KENTLİ YOKSULUN ENFLASYONU YÜZDE 11
Kentte yaşayan yoksullar için ise enflasyon yıllık bazda yüzde 11’i buldu. En zengin yüzde 20 için ise bu oran yüzde 10,24’de kaldı. Kentli yoksul enflasyondan daha çok etkileniyor.

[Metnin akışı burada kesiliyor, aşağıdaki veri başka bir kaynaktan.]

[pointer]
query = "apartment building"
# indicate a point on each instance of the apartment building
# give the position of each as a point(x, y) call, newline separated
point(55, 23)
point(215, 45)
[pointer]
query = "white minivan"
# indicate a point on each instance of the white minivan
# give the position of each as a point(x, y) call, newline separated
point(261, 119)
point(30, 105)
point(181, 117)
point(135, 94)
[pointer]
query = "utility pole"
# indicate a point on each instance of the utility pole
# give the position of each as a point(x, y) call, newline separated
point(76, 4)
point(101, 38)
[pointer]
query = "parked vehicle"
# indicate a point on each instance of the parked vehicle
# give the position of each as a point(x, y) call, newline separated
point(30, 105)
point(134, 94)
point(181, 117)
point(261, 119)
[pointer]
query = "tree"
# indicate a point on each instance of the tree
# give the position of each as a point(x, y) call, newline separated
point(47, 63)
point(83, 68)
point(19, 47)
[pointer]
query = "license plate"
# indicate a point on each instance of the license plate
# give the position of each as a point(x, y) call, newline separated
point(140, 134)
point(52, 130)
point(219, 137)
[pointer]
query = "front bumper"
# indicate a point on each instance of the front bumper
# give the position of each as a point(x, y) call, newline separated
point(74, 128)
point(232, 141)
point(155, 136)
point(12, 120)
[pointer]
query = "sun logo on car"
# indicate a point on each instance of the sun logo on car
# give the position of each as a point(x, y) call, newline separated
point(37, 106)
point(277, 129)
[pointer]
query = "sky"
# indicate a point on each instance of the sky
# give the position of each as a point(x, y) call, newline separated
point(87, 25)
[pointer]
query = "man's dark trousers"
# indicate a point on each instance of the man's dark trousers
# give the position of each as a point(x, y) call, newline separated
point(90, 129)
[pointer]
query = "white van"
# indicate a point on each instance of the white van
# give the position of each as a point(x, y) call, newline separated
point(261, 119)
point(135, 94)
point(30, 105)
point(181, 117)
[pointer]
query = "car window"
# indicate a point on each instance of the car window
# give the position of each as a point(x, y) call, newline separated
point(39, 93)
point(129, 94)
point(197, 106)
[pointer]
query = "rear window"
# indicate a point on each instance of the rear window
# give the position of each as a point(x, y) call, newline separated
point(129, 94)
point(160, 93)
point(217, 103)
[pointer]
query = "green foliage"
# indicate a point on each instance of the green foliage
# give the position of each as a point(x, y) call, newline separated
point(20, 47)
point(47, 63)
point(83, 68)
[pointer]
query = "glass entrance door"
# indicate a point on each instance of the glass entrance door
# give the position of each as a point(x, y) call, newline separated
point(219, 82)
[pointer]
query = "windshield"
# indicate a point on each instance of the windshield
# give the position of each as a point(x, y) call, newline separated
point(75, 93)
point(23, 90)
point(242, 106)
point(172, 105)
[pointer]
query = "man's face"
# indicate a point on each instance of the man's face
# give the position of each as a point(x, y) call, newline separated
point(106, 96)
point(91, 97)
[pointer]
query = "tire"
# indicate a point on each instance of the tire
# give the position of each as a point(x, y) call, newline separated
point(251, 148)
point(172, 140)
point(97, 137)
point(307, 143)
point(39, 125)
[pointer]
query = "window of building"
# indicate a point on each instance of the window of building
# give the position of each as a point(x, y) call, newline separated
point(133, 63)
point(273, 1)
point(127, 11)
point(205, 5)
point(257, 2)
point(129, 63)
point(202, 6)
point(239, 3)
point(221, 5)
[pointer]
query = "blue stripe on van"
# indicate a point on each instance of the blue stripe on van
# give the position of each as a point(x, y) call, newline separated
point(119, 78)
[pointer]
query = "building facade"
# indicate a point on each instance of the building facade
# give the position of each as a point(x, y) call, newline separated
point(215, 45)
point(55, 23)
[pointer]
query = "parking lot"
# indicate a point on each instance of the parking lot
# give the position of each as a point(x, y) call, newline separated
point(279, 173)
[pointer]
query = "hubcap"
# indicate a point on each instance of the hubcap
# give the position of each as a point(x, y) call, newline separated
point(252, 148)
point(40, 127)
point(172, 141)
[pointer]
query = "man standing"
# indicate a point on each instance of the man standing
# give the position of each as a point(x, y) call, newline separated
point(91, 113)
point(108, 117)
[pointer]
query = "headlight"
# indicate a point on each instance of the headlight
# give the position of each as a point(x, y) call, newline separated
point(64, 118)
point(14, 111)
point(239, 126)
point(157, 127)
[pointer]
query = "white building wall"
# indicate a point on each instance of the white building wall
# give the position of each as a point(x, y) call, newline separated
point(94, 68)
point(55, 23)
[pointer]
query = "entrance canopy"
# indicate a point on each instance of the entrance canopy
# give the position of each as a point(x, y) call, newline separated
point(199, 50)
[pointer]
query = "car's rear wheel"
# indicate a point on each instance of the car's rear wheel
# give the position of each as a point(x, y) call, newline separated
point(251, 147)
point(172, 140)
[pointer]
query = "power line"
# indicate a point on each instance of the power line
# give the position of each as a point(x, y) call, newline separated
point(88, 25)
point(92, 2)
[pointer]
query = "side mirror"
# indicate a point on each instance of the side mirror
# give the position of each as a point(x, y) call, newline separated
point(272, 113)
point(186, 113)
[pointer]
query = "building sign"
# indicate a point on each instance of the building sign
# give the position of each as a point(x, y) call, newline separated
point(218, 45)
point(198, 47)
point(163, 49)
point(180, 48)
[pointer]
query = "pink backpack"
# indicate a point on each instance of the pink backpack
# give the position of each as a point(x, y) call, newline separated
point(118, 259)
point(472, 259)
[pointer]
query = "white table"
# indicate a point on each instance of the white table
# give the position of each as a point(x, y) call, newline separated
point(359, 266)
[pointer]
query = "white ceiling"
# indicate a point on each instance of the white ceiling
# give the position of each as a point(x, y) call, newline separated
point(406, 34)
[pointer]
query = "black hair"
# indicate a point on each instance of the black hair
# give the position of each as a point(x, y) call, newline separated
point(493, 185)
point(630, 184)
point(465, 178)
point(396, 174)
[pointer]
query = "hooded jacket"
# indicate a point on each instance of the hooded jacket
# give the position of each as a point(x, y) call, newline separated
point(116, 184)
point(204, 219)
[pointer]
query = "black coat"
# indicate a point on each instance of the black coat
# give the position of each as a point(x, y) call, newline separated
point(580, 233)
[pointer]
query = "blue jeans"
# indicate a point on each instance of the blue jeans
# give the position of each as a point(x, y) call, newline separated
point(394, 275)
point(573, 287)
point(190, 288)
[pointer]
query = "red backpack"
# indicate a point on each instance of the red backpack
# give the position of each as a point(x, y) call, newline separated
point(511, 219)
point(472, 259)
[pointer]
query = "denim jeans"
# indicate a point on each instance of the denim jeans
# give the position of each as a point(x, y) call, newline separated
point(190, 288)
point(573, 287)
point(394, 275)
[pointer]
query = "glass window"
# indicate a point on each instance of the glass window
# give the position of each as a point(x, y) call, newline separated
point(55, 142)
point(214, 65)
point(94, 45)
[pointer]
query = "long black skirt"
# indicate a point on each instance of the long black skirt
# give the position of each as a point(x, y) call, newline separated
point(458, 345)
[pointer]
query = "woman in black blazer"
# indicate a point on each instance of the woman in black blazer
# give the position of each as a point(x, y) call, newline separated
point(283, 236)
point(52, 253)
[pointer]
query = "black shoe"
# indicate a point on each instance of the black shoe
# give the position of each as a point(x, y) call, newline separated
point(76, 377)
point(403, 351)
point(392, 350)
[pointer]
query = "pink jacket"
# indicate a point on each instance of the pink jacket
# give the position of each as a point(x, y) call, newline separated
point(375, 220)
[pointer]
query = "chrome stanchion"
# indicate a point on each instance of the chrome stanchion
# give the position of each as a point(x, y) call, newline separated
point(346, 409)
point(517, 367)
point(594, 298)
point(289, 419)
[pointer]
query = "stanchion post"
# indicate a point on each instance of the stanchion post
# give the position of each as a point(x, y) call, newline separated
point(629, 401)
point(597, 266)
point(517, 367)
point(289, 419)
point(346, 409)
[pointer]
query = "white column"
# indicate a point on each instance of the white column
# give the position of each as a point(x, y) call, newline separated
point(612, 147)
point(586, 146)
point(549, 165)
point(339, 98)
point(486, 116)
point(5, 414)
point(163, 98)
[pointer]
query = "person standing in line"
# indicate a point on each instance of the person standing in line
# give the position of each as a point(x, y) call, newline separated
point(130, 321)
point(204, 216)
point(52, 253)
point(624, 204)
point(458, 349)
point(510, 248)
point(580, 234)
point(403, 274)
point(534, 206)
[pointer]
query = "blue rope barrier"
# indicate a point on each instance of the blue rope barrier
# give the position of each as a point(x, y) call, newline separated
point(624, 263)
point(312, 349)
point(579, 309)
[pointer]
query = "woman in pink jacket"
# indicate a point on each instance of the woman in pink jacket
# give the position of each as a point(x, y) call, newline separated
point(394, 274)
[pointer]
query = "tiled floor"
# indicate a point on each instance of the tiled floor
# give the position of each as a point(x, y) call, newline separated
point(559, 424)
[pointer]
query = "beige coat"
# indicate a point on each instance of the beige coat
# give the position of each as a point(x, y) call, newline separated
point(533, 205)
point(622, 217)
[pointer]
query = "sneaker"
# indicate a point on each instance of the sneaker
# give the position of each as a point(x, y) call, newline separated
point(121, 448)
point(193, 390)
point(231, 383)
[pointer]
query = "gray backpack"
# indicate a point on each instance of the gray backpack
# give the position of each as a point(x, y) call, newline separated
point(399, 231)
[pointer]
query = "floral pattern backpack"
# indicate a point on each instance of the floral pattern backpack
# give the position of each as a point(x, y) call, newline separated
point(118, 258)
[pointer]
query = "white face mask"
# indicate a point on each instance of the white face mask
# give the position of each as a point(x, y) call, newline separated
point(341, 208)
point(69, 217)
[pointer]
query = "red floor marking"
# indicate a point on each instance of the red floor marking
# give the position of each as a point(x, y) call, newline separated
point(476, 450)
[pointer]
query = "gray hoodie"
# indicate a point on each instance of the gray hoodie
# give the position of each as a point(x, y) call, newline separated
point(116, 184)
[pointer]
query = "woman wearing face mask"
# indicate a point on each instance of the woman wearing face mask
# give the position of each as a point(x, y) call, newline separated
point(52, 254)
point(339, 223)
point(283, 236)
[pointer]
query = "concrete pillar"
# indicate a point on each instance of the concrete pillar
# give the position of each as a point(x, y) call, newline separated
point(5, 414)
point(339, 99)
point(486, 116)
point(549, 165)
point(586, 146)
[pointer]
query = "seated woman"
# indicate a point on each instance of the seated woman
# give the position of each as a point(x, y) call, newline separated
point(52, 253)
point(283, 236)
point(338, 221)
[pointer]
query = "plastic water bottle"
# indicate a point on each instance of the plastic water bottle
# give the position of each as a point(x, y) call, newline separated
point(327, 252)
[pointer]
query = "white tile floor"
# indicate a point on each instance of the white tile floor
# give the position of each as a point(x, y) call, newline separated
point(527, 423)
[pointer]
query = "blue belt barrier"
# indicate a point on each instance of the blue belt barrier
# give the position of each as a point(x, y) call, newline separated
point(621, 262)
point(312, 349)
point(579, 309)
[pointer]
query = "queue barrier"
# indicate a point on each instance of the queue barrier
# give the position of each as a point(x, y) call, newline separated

REEL ÜCRETLER ENFLASYONDAN DAHA ÖNEMLİ
Fiyat artışlarındaki azalma ücret artışlarını da baskılamakta. O yüzden emekçiler ve yoksullar açısından enflasyon oranlarındaki düşüş değil, gerçek ücretlerdeki azalma önemli. Reel ücretler gerilerken enflasyondaki düşüşün çalışanlar açısından hiçbir anlamı yok. Nitekim enflasyonda hızlı bir düşüş yaşandığı dönemde reel ücretlerde azaldı. Yoksulluk arttı. TÜİK İmalat Sanayi Reel Ücret endeksine göre yılın ilk 3 aylık dönemi için reel ücretler bir önceki yılın aynı dönemine göre yüzde 0,6 oranında azalırken, kimi sektörlerde bu oran yüzde 8,4’e ulaştı. Ana metal sanayiinde reel ücretler yüzde 4,4 oranında azalırken, tütün ürünleri imalatında yüzde 6,4, diğer ulaşım araçları imalatında yüzde 8,4 oranında azaldı. Memur maaşlarındaki yüzde 2,5+2,5 artışlar ise yüzde 9,78’lik beklenti ortalamasının çok altında.

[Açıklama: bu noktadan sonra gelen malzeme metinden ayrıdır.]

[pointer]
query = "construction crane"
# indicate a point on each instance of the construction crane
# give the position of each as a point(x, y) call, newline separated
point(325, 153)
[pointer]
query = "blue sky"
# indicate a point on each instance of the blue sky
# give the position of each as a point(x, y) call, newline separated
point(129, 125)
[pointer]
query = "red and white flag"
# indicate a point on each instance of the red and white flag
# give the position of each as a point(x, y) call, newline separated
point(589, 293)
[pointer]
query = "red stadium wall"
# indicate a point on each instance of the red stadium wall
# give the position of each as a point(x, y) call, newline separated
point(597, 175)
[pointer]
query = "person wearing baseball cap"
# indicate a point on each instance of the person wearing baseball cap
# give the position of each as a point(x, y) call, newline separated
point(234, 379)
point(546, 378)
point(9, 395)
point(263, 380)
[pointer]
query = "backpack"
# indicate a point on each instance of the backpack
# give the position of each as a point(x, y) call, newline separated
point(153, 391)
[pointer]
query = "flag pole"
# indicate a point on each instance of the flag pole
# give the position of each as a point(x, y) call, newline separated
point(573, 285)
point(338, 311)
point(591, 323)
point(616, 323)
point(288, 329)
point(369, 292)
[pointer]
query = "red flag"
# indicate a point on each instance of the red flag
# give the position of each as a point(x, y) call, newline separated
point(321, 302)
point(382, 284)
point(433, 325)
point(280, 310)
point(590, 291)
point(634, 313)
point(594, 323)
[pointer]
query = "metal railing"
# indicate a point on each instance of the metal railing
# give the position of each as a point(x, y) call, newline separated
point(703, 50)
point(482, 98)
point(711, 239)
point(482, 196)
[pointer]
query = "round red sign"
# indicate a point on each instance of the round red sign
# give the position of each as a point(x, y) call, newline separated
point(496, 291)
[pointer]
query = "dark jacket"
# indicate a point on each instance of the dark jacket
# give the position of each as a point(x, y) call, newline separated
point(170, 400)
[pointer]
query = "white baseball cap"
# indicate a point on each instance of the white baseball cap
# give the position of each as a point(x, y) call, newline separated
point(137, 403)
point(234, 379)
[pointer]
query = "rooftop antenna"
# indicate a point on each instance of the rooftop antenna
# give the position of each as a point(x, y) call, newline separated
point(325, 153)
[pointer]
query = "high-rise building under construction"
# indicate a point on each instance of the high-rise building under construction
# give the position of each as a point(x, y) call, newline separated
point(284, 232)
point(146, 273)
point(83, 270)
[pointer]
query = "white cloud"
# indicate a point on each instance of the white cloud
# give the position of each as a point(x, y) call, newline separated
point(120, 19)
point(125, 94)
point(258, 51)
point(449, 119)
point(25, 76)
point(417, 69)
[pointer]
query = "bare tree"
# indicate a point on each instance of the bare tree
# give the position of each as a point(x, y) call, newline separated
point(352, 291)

GELİR GRUPLARI ARASINDAKİ FARK HARCAMADAN KAYNAKLANIYOR
Sendikadan yapılan açıklamada, gelir gruplarına göre enflasyon farkının, gelir düzeyine göre tüketim tercihlerindeki değişimden kaynaklandığı belirtilerek şu ifadelere yer verildi: “2004 yılı Hanehalkı Harcama ve Gelir Anketi sonuçlarına göre en zengin yüzde 20’lik dilimin, en yoksul yüzde 20’ye göre harcamalarının payı eğitimde 6 kat, eğlence, kültür ve ulaşımda 3 kat, lokanta ve oteller için 2 kat daha fazladır. Buna karşın gıda harcamalarında en zengin yüzde 20, en yoksul yüzde 20’nin oransal olarak yüzde 40’ı kadar harcama yapmaktadır. Dolayısıyla gıda ürünlerinde gerçekleşen bir artış en yoksul yüzde 20’nin enflasyonunu daha çok etkilemektedir. Benzer bir biçimde eğitim, eğlence, kültür vb. Hizmetlerin fiyatlarında yaşanan artış en zengin yüzde 20 açısından daha önemli görünmektedir.”
En yoksul ve en zengin gelir gruplarının harcamalarının oransal karşılaştırması aşağıdaki tabloda gösterilmiştir.
ÜCRETLER ERİYOR
Birleşik Metal İş Sendikası Yönetim Kurulu tarafından yapılan açıklamada, enflasyon verilerinin emekçilerin ücretlerini baskı altında tutmanın bir aracı olarak kullanıldığı ifade edilerek, enflasyona endeksli ücret artışlarının yoksulluğun kalıcılaşması sonucunu doğurduğu belirtildi. Açıklamada “son 10 yılda imalat sanayinde verimlilik açısından yüksek artış oranlarına ulaşıldı. Buna karşın emekçilerin ücretleri artmak bir yana azaldı. Enflasyon oranları düşerken, ücret artışları enflasyondan daha hızlı eridi. Reel ücretler geriledi. Büyüme ve verimlilikten emekçilere pay verilmiyor. Tersine sömürü ve yoksulluk artıyor. Oysa tüm zenginlikleri yaratan emekçilerin alınteridir. Enflasyondaki düşüş emekçilerin ücret artışlarında da düşüşe yol açmaktadır. Emekçiler üretimden hak ettikleri payı almalıdır” denildi.